Discrete Event Simulation Modeling of Risk Factors across Complex Systems
This is just one risk analytics approach that we take. Here we assess, using Discrete Event Simulation Models (DESM), the liklihood of a particular risk type occurring relative to all other critical risks in your decision space, and derive"steady state" probabilities that help you guage the extent to which you should make preparations for those risks.
Our Risk Management and Maturity Index (RMMI)
The RMMI is a measurement and control tool. Like any index, the intent of the RMMI is to capture the trajectory of primary risks (or all risks if you prefer) so you can monitor, manage and if necessary change behavior toward a particular risk type.
The RMMI gives you an early warning on how risks are evolving in say your portfolio, your defense base or your asset base. We don't regard this as rocket science, but simply a painstaking attention to the details surrounding the interventions you need to make within your decision environment or a determination as to how and where you do business.
This is a data driven process - probabilities may abound but they must have traction. Even where precious little data exists we can deepen the analysis with our DESM capabilities to provide qualified assessments of what risks permeate that space, effective real time mitigation strategies and long term modifiable control strategies.

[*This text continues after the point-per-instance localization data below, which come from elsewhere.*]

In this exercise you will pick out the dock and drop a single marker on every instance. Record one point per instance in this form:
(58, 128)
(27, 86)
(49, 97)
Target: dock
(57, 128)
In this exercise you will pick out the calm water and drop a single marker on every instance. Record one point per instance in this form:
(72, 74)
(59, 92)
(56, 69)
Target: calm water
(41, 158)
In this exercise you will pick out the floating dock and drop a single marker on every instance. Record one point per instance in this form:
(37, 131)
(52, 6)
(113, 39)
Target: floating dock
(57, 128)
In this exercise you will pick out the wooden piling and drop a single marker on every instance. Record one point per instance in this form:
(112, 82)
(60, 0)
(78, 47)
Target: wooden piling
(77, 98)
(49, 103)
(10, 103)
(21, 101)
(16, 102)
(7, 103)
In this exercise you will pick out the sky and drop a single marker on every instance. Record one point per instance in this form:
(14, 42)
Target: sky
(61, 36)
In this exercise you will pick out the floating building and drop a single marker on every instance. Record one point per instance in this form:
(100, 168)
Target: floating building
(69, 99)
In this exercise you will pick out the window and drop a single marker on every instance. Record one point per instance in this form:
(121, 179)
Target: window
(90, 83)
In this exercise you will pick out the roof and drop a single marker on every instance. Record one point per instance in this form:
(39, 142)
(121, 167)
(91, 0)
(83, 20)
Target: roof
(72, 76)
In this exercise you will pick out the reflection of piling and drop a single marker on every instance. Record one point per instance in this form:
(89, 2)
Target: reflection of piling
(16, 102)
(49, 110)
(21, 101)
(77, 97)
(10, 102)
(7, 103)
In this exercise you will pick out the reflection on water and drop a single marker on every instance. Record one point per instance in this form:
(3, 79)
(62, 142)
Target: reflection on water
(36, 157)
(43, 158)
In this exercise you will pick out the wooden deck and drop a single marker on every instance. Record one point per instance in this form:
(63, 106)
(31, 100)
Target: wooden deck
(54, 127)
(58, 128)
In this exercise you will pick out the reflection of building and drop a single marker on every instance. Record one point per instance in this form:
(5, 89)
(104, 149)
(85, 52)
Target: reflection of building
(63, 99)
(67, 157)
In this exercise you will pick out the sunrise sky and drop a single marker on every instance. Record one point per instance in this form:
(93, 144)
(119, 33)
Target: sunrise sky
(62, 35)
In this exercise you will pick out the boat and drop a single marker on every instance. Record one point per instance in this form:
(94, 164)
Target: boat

SYSTEMIC RISK MODELING with OUTCOME PROBABILITIES
At MBDM, We see systemic risk as a macroscopic property that emerges from the nonlinear interactions of agents. This differs from a conventional view that focuses on the probability of single extreme events, e.g. earthquakes or big meteors hitting the earth, that seriously damage the system. It also differs from a perspective, for example, used in finance, where a single agent is big enough to damage the whole system - which leads to the notion of systemic importance. In addition to all these ingredients, our systemic perspective emphasizes the impact of individual failure exerted on other agents. I.e., the systemic failure can start with the failure of a few agents which is amplified both by interaction mechanisms and by systemic feedback. This can lead to failure cascades which span a significant part of the system.
We provide a general framework for modelling systemic risk which was first applied to fully connected networks and is being extended to networks with arbitrary degree distribution from a formal theoretical point of view. Since we also allow for nodes to have heterogeneous robustness, various applications and extensions of the existing models are possible. They include credit networks, supply networks or social online networks where cascades of leaving users may threaten the existence of the platform.
Our approach is based on the concept of complex networks, where agents are represented by nodes in a network, whereas their interactions are modelled by links between them. Both nodes and links can follow their own dynamics and influence each other by feedback effects. In order to understand the emergence of systemic risk, we have to model (a) the internal dynamics of the agents, which is largely neglected in other approaches, (b) the interaction dynamics of the agents (in particular the network topology), (c) macroscopic or systemic feedback, i.e. the impact of changing external conditions, (d) trend reinforcement, i.e. the fact that interactions are path dependent and depend on the history of previous interactions.